In these strange and wonderful stories of family and friendship, sex and intimacy, belonging and individuality, Murata asks above all what it means to be a human in our world and offers answers that surprise and linger.

“One from a favorite author who does horror well.”

——–

MARTHA:

Poison in Paddington by Samantha Silver found at Savvy Verse & Wit.

When Cassie Coburn moved to London, she never thought she’d be involved in a quadruple homicide.

After a car accident ended her medical career before it even started, Cassie moved to London on a whim, expecting to see the sights and live the typical tourist backpacker lifestyle.

Instead she finds herself accompanying a French private detective, Violet Despuis, as they attempt to find out who poisoned four people in the middle of London.

Cassie’s life soon includes this crazy detective, an ancient landlady with a curious past, a mischeivous orange cat who likes going for walks on a leash, and a super hot pathologist that Cassie is sure is out of her league.

And they haven’t even found the murderer yet…

The Cassie Coburn mysteries are a cozy mystery series featuring a Sherlock-holmes style sleuth. If you want a light, fun, modern mystery featuring a San Francisco girl totally out of her element in London, and a crazy French woman who happens to be very good at noticing things, then this is the series for you.

“I like the cover and the sound of this cozy mystery.”

——–

Deck the Donuts by Ginger Bolton found at vvb32 reads.

‘Tis the season for the delectable desserts Emily Westhill and her cuddly cat serve up at Deputy Donut –but someone naughty on Santa’s list has come to town…

It’s Christmastime again in Fallingbrook, Wisconsin. Emily has truly decked the halls of her donut shop and decorated her donuts with festive designs from green and red frosting to snowflake sprinkles.
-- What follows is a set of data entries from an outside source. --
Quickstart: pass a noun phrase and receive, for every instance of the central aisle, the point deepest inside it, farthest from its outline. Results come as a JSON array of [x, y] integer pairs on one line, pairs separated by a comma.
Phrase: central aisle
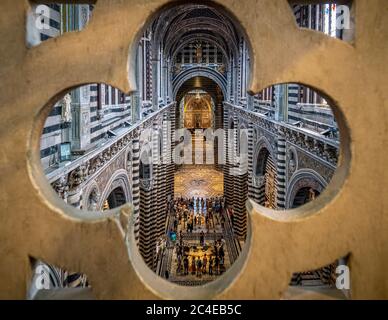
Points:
[[198, 181]]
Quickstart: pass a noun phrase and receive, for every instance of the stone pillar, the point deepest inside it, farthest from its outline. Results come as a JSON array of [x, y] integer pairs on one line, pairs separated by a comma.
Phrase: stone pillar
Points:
[[281, 173], [155, 83], [251, 169], [228, 156], [240, 186], [136, 185], [218, 125], [135, 107], [74, 198]]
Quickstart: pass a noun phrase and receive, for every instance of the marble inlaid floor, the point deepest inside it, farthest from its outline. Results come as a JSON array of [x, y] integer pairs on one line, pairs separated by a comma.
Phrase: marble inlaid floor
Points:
[[198, 181]]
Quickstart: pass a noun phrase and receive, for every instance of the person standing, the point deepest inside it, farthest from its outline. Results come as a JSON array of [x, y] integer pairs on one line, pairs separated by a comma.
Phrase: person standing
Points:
[[186, 265], [211, 266], [204, 264], [199, 267], [202, 239], [216, 263], [193, 262]]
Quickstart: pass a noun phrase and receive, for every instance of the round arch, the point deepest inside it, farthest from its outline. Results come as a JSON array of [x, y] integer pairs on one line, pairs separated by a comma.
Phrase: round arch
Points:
[[194, 72], [304, 178], [92, 197], [261, 144], [118, 179]]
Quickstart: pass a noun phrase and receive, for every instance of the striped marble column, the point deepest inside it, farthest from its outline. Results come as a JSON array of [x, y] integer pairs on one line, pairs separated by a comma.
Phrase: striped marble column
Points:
[[281, 173], [136, 185], [228, 178], [251, 170], [74, 198], [240, 186]]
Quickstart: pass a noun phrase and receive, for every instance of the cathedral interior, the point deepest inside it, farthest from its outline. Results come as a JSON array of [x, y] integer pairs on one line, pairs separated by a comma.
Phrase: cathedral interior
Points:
[[200, 150]]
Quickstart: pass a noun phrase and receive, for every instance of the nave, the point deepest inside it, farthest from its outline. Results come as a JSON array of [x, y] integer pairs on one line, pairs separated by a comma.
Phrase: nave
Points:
[[199, 243]]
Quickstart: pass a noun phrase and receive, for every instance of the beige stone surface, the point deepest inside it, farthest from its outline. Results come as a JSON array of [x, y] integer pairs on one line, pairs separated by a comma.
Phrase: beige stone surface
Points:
[[351, 216]]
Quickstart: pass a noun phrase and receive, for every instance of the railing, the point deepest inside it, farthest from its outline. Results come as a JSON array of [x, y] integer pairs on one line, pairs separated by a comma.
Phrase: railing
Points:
[[85, 167], [220, 67], [317, 145]]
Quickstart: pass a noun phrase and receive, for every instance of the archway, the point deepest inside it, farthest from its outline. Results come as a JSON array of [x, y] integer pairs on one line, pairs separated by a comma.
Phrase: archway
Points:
[[304, 195], [115, 199], [305, 185], [198, 110], [265, 174]]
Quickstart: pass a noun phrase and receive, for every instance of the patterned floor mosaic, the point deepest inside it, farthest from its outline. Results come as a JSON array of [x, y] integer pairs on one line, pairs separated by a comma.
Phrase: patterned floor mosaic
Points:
[[198, 181]]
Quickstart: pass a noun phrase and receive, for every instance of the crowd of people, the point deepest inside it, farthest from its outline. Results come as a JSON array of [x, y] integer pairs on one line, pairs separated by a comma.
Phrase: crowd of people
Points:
[[196, 261], [197, 213]]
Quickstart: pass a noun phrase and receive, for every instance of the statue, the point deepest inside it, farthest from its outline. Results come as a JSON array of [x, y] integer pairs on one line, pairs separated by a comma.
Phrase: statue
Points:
[[93, 200], [66, 108], [198, 46], [311, 194]]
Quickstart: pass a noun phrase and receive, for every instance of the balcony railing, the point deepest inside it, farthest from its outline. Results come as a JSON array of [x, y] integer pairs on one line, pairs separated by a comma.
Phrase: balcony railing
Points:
[[82, 169], [319, 146]]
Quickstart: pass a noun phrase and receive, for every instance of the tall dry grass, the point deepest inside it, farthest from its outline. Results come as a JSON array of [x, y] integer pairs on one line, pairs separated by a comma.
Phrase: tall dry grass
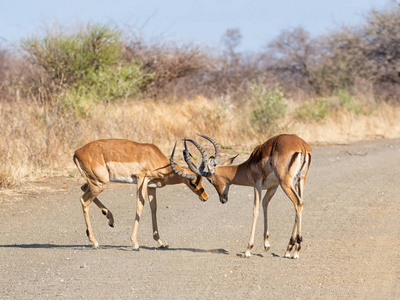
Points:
[[38, 140]]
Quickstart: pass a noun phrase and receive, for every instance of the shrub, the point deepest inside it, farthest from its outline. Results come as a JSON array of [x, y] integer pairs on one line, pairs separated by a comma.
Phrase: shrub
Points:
[[348, 102], [269, 106], [319, 109], [85, 66]]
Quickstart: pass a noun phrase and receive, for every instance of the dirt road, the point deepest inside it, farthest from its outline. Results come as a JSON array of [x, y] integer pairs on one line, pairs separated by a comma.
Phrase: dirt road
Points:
[[351, 230]]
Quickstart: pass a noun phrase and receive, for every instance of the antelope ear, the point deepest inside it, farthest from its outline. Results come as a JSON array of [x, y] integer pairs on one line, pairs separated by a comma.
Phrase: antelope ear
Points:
[[229, 161], [191, 157]]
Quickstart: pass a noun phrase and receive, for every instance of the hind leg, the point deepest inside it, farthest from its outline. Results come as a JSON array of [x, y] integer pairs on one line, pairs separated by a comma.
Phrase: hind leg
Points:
[[141, 194], [296, 237], [267, 198], [87, 198], [100, 205], [153, 205]]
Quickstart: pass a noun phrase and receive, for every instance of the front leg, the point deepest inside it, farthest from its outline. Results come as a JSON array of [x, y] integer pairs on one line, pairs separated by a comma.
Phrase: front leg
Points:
[[153, 206], [256, 209], [141, 195]]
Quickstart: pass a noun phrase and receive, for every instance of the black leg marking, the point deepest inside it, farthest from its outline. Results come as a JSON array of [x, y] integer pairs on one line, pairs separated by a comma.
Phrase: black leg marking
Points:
[[293, 159], [84, 187]]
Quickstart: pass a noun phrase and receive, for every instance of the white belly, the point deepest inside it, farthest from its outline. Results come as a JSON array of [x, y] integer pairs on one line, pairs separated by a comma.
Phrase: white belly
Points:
[[132, 180], [270, 181]]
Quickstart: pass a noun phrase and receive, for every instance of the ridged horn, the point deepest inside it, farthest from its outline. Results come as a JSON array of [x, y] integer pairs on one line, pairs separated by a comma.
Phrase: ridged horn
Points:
[[191, 166], [173, 166], [216, 147]]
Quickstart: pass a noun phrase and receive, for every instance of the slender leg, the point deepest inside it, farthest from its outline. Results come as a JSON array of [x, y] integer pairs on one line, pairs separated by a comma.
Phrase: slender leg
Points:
[[153, 205], [141, 194], [296, 237], [87, 198], [105, 211], [256, 209], [267, 198]]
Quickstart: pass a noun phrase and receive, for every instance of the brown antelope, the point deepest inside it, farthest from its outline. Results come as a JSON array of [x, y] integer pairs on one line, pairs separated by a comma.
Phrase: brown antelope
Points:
[[282, 160], [126, 161]]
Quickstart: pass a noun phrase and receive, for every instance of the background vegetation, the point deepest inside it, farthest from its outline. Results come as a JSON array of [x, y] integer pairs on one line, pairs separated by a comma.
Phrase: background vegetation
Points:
[[64, 88]]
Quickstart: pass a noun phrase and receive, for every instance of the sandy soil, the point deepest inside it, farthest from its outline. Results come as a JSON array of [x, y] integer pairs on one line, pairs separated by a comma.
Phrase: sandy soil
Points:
[[351, 230]]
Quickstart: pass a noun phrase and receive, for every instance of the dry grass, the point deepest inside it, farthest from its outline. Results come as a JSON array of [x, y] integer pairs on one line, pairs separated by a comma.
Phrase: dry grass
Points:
[[35, 141]]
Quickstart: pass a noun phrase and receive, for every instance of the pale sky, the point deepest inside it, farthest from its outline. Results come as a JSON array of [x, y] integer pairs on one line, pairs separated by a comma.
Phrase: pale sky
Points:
[[203, 22]]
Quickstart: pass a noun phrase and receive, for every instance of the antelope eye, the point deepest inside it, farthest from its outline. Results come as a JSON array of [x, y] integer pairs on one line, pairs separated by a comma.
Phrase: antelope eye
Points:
[[193, 184]]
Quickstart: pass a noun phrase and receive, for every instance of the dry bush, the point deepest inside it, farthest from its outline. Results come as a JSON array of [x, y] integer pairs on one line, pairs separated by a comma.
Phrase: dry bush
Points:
[[167, 61], [36, 141]]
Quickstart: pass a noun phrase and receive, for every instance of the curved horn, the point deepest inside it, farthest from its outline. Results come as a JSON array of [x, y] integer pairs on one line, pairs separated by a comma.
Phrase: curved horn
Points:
[[191, 166], [216, 147], [184, 175]]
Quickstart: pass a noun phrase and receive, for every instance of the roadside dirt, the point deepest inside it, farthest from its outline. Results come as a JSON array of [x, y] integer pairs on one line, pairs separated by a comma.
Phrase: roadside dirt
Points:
[[351, 231]]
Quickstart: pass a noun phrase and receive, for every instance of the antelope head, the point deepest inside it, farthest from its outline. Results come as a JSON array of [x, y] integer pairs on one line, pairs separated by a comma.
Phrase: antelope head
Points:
[[192, 180], [209, 167]]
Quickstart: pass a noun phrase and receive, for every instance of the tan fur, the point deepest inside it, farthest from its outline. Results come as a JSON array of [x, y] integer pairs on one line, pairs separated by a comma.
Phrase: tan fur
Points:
[[102, 160], [271, 164]]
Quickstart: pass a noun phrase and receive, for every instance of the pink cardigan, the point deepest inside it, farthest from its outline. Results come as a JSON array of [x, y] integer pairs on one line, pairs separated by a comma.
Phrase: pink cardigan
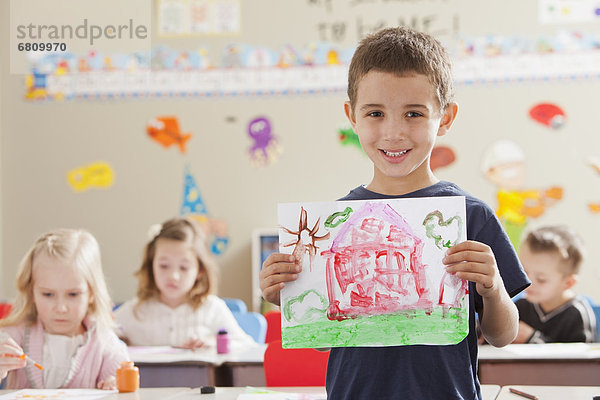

For the annual Ice and Lights Festival, she’s commissioned a sculpture with three ice-carved donut shapes to form a holey snowman, Frosty the Donut. She has one Christmas wish this year–to spend some time under the mistletoe with a certain detective.

But the holidays just aren’t the same without an unexpected disaster or two. A tour bus on its way to the festival has crashed and a snowstorm has left all the shaken passengers stranded and shivering. Emily and her friends open their homes to shelter the traveling families, while the bus driver is admitted to the hospital for his injuries. But the following morning, Emily discovers his body–buried beneath Frosty the Donut.

The bus passengers show little sympathy for the man who dashed through the snow so badly, some claiming he was under the influence while behind the wheel. Emily also discovers that the driver had a history with folks in Fallingbrook. With multiple motives for murder piling up, it will take a Christmas miracle for Emily to solve this crime…

“The kitty reminded me of my kitty… and I have started eyeing Christmas titles.”

 

What books caught your eye this week?